I'm thinking about the US financial system. It, along with other corporations, has given us massive economic growth for over a century. There's a risk-reward tradeoff, and we've gotten a great deal of reward.
Now that the risk is kicking in - the housing crisis and recession - some people blame and/or want to cripple the financial sector and prevent it from taking risks.
You can have a riskless economy, but it's not going to grow much.
My mother and I were talking about this business of national debt. If Obamanomics runs its course, our debt will be 100% of GNP by 2012. The last time those levels were seen was during WWII.
But me mum is old enough to remember that time and she rapidly listed some fundamental ways in which times were different:
• Pent-up housing demand;
• Enormous manufacturing capacity in US;
• Minimal personal debt among Americans;
• Perception that we were the world’s economic superpower.
So…
Once there was a goose who laid golden eggs. Until the farmer, in a frenzy of efficiency, cut its feed so severely that it started laying brass eggs. Then the farmer got mad and killed it. End of story.
(My mother says any sensible person will spend every cent they have and borrow, borrow, borrow to buy tangible assets in advance of an inflation cycle. What do you think of that advice?)
Stocks and mutual funds should survive inflation just fine. Balancing your portfolio with international assets is always a good idea. Real estate is good for inflation, too. What you don't want to hold is currency or bonds.
I think serious inflation is unlikely. Back in the 70's, it occurred so much because government economists mistook a correlation (high inflation and high employment) with causation. They've since been cured of that mistake.
OK, my dear economist, how are we going to pay off all that debt without devaluing our currency and/or inflation?
By taxing workers. Lots of countries have much, much higher debt burden than the US and do not devalue (e.g. Canada, Japan). But the operative word is "burden"!
Our tax dollars at work.
In all honesty, I might be able to handle a greater Federal tax burden if I weren't straining under our state tax burden.

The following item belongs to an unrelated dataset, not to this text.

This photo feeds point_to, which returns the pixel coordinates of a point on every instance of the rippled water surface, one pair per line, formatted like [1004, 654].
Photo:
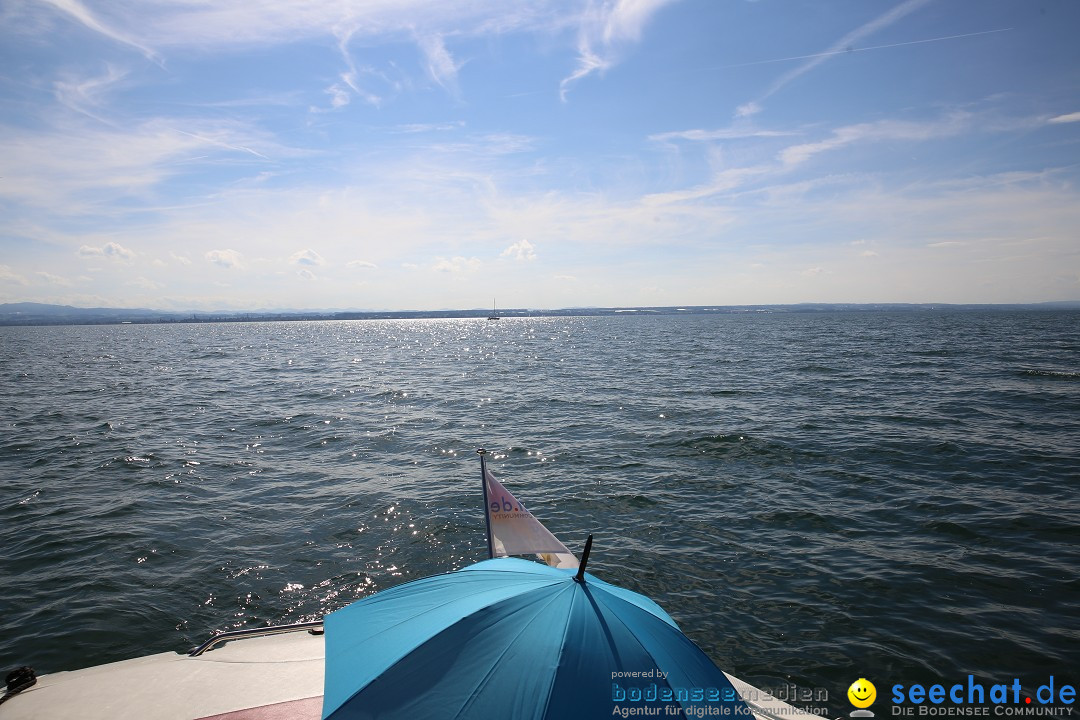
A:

But put one more matchstick on this camel's back and it will collapse.
And I find it difficult to imagine that anyone has ever accurately calculated our real tax burden. The way we collect it, in dribs and drabs here and there, would make it impossible.
Those countries also provide far more extensive services for their citizens than we do, of course. Whether they get value for their investment is another question.
Whether we get value for ours is yet another—the program I’m currently exercised over is SSDI. I have a friend who ended up homeless waiting for a determination, and she was one of the “lucky” minority who were approved the first time around. Still, it took more than a year, during which she was evicted and ended up couch-surfing.
If you get sick, plan to die. Don't be merely disabled; you'll be bankrupted before you get help.